This update on living with HIV continues our previous interview with Rebecca Dillingham, MD, who works in the UVA Ryan White HIV Clinic.
What’s different in HIV/AIDS today vs. 20 years ago? “If you do become infected, with appropriate treatment, a person living with HIV in 2016 can expect to live a normal lifespan. But the most important message is it’s no longer a death sentence,” Dillingham says.
Indeed, for those of us who grew up in the 1980s, the current statistics are astounding:
- The average lifespan of a person without HIV is 79 years.
- The average lifespan of a person with HIV diagnosed at age 20 taking current HIV medicines is 71 years.
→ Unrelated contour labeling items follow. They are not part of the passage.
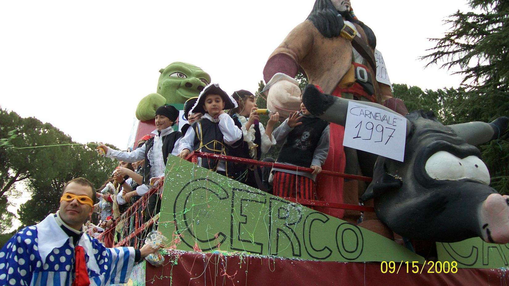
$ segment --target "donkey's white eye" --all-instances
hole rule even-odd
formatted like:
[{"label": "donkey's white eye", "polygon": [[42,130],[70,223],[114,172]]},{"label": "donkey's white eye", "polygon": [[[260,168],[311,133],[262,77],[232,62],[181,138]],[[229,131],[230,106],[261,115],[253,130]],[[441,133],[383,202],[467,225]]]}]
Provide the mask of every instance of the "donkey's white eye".
[{"label": "donkey's white eye", "polygon": [[461,159],[448,152],[439,151],[428,160],[425,168],[428,175],[436,180],[471,179],[490,184],[488,168],[476,156]]}]

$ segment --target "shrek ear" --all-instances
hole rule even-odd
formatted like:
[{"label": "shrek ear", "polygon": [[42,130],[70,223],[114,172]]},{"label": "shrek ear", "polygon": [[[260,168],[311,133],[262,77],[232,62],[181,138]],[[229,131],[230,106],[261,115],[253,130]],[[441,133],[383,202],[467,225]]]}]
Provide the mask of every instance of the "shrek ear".
[{"label": "shrek ear", "polygon": [[386,192],[399,189],[403,184],[401,179],[397,179],[387,173],[384,173],[379,181],[372,182],[370,184],[360,200],[365,202],[379,197]]}]

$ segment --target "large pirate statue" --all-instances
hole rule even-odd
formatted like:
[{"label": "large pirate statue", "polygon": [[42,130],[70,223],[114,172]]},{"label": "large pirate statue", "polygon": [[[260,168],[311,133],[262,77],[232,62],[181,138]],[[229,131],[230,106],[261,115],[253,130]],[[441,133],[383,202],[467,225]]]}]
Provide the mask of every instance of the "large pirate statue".
[{"label": "large pirate statue", "polygon": [[[374,34],[355,17],[349,1],[316,0],[306,20],[288,34],[267,62],[263,74],[267,107],[278,111],[282,118],[299,109],[300,90],[294,77],[301,71],[309,83],[326,93],[380,103],[408,113],[403,102],[392,98],[390,87],[375,79],[376,45]],[[376,156],[344,148],[344,128],[333,123],[330,127],[330,146],[324,170],[354,174],[360,170],[365,176],[372,175],[367,166],[373,166]],[[343,186],[339,178],[320,176],[319,200],[357,203],[356,181],[346,181]],[[357,215],[339,209],[321,210],[351,222]]]}]

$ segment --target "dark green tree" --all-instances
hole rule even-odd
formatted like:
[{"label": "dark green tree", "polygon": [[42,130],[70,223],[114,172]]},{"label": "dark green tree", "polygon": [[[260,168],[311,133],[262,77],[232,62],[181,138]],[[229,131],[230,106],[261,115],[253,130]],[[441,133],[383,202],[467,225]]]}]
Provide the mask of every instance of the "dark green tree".
[{"label": "dark green tree", "polygon": [[[451,29],[422,57],[428,66],[459,68],[465,92],[452,109],[455,121],[490,121],[509,110],[509,2],[469,0],[472,11],[458,11],[446,20]],[[509,193],[509,133],[479,146],[492,185]]]}]

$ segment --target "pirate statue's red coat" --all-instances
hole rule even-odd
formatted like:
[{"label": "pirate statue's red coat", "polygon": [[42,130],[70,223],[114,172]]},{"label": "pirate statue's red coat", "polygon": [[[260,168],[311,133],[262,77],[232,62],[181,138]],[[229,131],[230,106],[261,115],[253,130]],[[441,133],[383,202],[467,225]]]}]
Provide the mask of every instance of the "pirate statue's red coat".
[{"label": "pirate statue's red coat", "polygon": [[[376,45],[373,31],[355,16],[350,1],[317,0],[307,19],[295,27],[269,57],[263,71],[267,108],[283,116],[298,110],[300,90],[293,77],[301,71],[309,83],[319,86],[325,93],[382,104],[407,114],[403,102],[392,97],[390,87],[375,79]],[[375,157],[344,148],[344,132],[343,126],[330,124],[329,155],[323,169],[356,175],[360,169],[370,176],[372,170],[363,167],[372,166],[371,161]],[[347,181],[345,185],[342,193],[342,179],[319,175],[318,199],[357,204],[357,182]],[[321,210],[344,217],[343,210]],[[355,216],[344,218],[353,222]]]}]

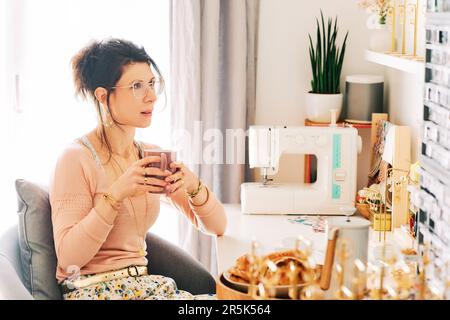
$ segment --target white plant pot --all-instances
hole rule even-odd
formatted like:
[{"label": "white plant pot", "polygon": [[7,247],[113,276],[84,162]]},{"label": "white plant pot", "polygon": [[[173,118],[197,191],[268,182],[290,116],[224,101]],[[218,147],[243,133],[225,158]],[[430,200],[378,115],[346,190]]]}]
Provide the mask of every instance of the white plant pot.
[{"label": "white plant pot", "polygon": [[392,34],[387,25],[378,25],[370,31],[369,49],[377,52],[392,50]]},{"label": "white plant pot", "polygon": [[344,95],[308,92],[305,97],[306,118],[314,122],[331,122],[332,110],[336,110],[336,121],[342,111]]}]

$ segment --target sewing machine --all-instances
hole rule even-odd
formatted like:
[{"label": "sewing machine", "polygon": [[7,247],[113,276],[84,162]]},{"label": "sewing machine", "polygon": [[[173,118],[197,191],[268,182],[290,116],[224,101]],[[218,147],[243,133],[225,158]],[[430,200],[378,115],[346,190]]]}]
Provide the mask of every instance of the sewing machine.
[{"label": "sewing machine", "polygon": [[[241,211],[247,214],[351,215],[355,211],[357,154],[362,141],[352,127],[251,126],[250,168],[263,182],[241,185]],[[282,154],[317,157],[312,184],[273,183]]]}]

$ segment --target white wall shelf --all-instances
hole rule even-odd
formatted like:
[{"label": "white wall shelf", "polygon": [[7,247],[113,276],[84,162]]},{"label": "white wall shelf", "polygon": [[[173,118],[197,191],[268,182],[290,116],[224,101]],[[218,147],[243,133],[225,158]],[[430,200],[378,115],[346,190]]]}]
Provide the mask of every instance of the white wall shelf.
[{"label": "white wall shelf", "polygon": [[402,58],[371,50],[366,50],[365,58],[367,61],[383,65],[392,69],[412,73],[421,76],[425,72],[425,64],[423,61],[416,61]]}]

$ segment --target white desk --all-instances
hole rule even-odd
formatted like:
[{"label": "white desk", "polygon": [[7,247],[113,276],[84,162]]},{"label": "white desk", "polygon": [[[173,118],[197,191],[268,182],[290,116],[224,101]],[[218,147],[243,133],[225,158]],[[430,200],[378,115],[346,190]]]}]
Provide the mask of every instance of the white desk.
[{"label": "white desk", "polygon": [[[245,215],[239,204],[225,204],[228,226],[223,236],[217,237],[217,270],[220,273],[234,265],[236,259],[251,250],[253,239],[262,246],[280,248],[283,239],[302,235],[313,244],[313,256],[316,263],[323,264],[326,250],[326,233],[316,233],[310,226],[292,223],[297,216],[286,215]],[[398,232],[397,232],[398,231]],[[399,231],[387,234],[387,242],[400,247],[410,247],[411,241]],[[378,232],[369,232],[368,259],[371,260],[378,242]],[[293,247],[291,247],[293,248]]]},{"label": "white desk", "polygon": [[323,263],[326,234],[316,233],[310,226],[292,223],[297,216],[245,215],[239,204],[226,204],[228,226],[223,236],[217,237],[217,270],[220,273],[234,265],[236,259],[251,250],[251,242],[262,246],[283,247],[283,239],[302,235],[313,243],[314,258]]}]

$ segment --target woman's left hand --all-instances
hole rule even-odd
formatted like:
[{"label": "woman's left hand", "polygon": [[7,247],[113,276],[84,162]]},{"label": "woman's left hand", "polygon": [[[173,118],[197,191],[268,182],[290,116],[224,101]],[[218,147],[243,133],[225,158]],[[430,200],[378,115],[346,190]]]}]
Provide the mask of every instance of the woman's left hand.
[{"label": "woman's left hand", "polygon": [[193,192],[197,189],[198,178],[182,162],[173,161],[170,163],[171,169],[176,169],[175,173],[166,177],[165,181],[170,184],[166,186],[167,195],[184,188],[187,192]]}]

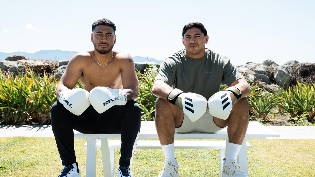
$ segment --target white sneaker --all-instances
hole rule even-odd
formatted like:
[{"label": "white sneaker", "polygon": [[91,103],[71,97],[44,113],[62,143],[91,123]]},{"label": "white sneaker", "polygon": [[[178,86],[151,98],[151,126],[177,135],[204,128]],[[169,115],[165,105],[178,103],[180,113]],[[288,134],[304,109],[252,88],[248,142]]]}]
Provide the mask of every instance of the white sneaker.
[{"label": "white sneaker", "polygon": [[240,168],[240,165],[237,162],[230,161],[227,162],[224,159],[222,171],[223,177],[248,177]]},{"label": "white sneaker", "polygon": [[117,169],[117,176],[118,177],[124,177],[129,176],[134,177],[130,170],[130,168],[125,166],[119,166],[119,168]]},{"label": "white sneaker", "polygon": [[158,177],[178,177],[178,164],[177,162],[171,160],[164,164],[163,170]]}]

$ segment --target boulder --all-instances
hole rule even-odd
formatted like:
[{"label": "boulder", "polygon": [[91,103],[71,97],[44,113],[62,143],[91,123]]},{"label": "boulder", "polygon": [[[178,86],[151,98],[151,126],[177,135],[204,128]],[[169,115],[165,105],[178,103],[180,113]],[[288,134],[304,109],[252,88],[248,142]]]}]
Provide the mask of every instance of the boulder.
[{"label": "boulder", "polygon": [[19,64],[11,66],[8,70],[8,71],[14,74],[17,74],[18,72],[23,72],[25,70],[25,68],[23,66]]},{"label": "boulder", "polygon": [[299,63],[299,62],[296,60],[290,60],[286,62],[285,62],[283,64],[284,66],[292,66],[294,65],[295,64]]},{"label": "boulder", "polygon": [[280,90],[280,87],[275,84],[264,84],[261,86],[261,88],[265,90],[271,91],[273,93],[277,93]]},{"label": "boulder", "polygon": [[46,60],[21,60],[18,62],[26,68],[29,67],[33,71],[39,73],[43,73],[44,71],[47,71],[51,66],[49,61]]},{"label": "boulder", "polygon": [[265,60],[262,63],[267,66],[279,66],[279,65],[278,65],[277,63],[275,63],[274,62],[271,60]]},{"label": "boulder", "polygon": [[270,80],[269,77],[264,74],[261,74],[255,73],[254,71],[247,68],[243,67],[237,68],[238,71],[245,77],[247,81],[251,80],[256,82],[258,81],[269,84]]},{"label": "boulder", "polygon": [[6,71],[10,67],[13,67],[17,65],[17,61],[8,61],[4,60],[3,61],[0,61],[0,69],[2,71]]},{"label": "boulder", "polygon": [[267,84],[270,83],[270,80],[269,79],[269,77],[264,74],[255,73],[253,75],[255,77],[255,80],[253,80],[254,81],[260,81],[261,82],[265,83]]},{"label": "boulder", "polygon": [[275,75],[275,80],[278,85],[285,87],[291,83],[293,78],[289,73],[288,70],[282,67],[278,66],[278,70]]},{"label": "boulder", "polygon": [[68,63],[69,62],[69,60],[59,60],[58,61],[59,64],[59,66],[61,66],[64,65],[68,65]]},{"label": "boulder", "polygon": [[26,59],[22,55],[16,55],[9,56],[5,59],[5,60],[16,61],[20,60],[26,60]]},{"label": "boulder", "polygon": [[236,69],[238,72],[240,72],[241,74],[242,74],[243,75],[246,74],[255,74],[255,72],[247,68],[242,67],[237,67]]},{"label": "boulder", "polygon": [[263,63],[250,63],[242,66],[242,67],[246,68],[254,71],[256,74],[263,74],[271,78],[273,76],[272,71],[270,69],[270,66]]},{"label": "boulder", "polygon": [[135,67],[138,71],[143,71],[146,68],[149,67],[149,64],[155,65],[158,68],[160,68],[160,65],[154,62],[135,62]]},{"label": "boulder", "polygon": [[56,70],[55,72],[55,77],[56,78],[60,79],[61,76],[66,71],[66,69],[67,68],[66,65],[63,65],[61,66],[59,66]]}]

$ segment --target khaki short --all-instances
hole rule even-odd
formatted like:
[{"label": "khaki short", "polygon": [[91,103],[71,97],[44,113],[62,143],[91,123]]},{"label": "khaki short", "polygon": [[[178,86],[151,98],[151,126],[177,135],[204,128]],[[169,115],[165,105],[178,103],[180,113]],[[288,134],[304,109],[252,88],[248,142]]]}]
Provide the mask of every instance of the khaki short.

- The average lifespan of a person with HIV diagnosed at age 20 not taking current HIV medicines is 32 years.
Clearly, with medication, antiretroviral therapy (ART), people are living longer with HIV.
Staying Healthy With HIV
Dillingham explains that patients with HIV need to pay attention to maintaining their health in the same way anyone with a chronic disease or taking medications over a long period of time should.
But her recommendations for people with HIV — about quitting smoking, getting cancer screenings, having a healthy weight — could apply to anyone. Issues arise, ironically, because many patients are “living with HIV and maybe didn’t expect to.”
The Necessity of Healthcare Access
Pricey and Necessary Meds
One aspect that can’t be overlooked, Dillingham notes, is that people with HIV need to have continued access to healthcare and health insurance. “Medication is still expensive,” she says, “between $15,000 and $30,000 a year.” State and federal programs exist that assist people living with HIV to access medications consistently. Here in Virginia, “a strong program that has successfully navigated the challenges of providing treatment in a changing healthcare landscape means that cost is rarely an issue for those being treated.”
Complex Issues With Other Conditions
Healthcare management plays a critical role when patients undergo surgeries and procedures for other conditions. That requires “coordination and good partnerships across clinical departments. We have a wonderful pharmacist in our clinic who helps make sure that patients have an uninterrupted supply of medication and can manage different medications. It takes that kind of specialized care for people with HIV to have an opportunity for a full lifespan.”
HIV Stats, Tests & PrEP
Prince Harry made his HIV test public for a reason: People who are infected and don’t know it live shorter lives and can spread the disease. Learn more about infection rates and the importance of testing and PrEP.
Having a Baby
Continued healthcare is also crucial for people wanting to have kids.
Living with HIV doesn’t necessarily mean a person can’t have children; but extra precautions must be taken. “We’re really lucky and have worked hard to provide full reproductive health services at the Ryan White Clinic,” Dillingham explains. “Our clinic collaborates with a terrific gynecologic nurse practitioner. This NP counsels couples who are hoping to conceive. With planning, reproductive goals can be met. We’ve had many babies born to women who follow regularly in our clinic; none of them have been HIV-positive.”
For women who are HIV-positive, following recommended guidelines can reduce the chance of transmission to the infant to near zero. With appropriate care, women living with HIV can carry their own infants.
And, says Dillingham, “We coach couples on the best strategies to minimize exposure. This way they can safely conceive without risk of transmission.” This means taking PrEP to reduce one partner’s viral load to a point at which the virus is undetectable, thus preventing the spread of the disease.
HIV Healthcare Going Forward
Overall, Dillingham feels privileged to work with her team at UVA.
“We are a busy clinic, with 700 active patients and 50 new clients a year. Our team follows an inclusive strategy that makes people feel welcome and cared for,” she says.
But that’s the world within the clinic. Dillingham’s main concern for her patients regards the continued stigma and ignorance out in the world that can prevent people from getting tested or treated.
Living with HIV?
Get care at the Ryan White HIV Clinic.
Dillingham hopes everyone can learn to think about HIV the way they would about any chronic disease. “Maybe like cancer, which was once unspeakable,” she suggests. “I look forward to the time when people living with HIV will be able to feel more comfortable talking about their condition. And, when people living with HIV do decide to share, I hope that they will gain support and compassion from others. I hope that all people will begin to see people living with HIV really living and thriving.”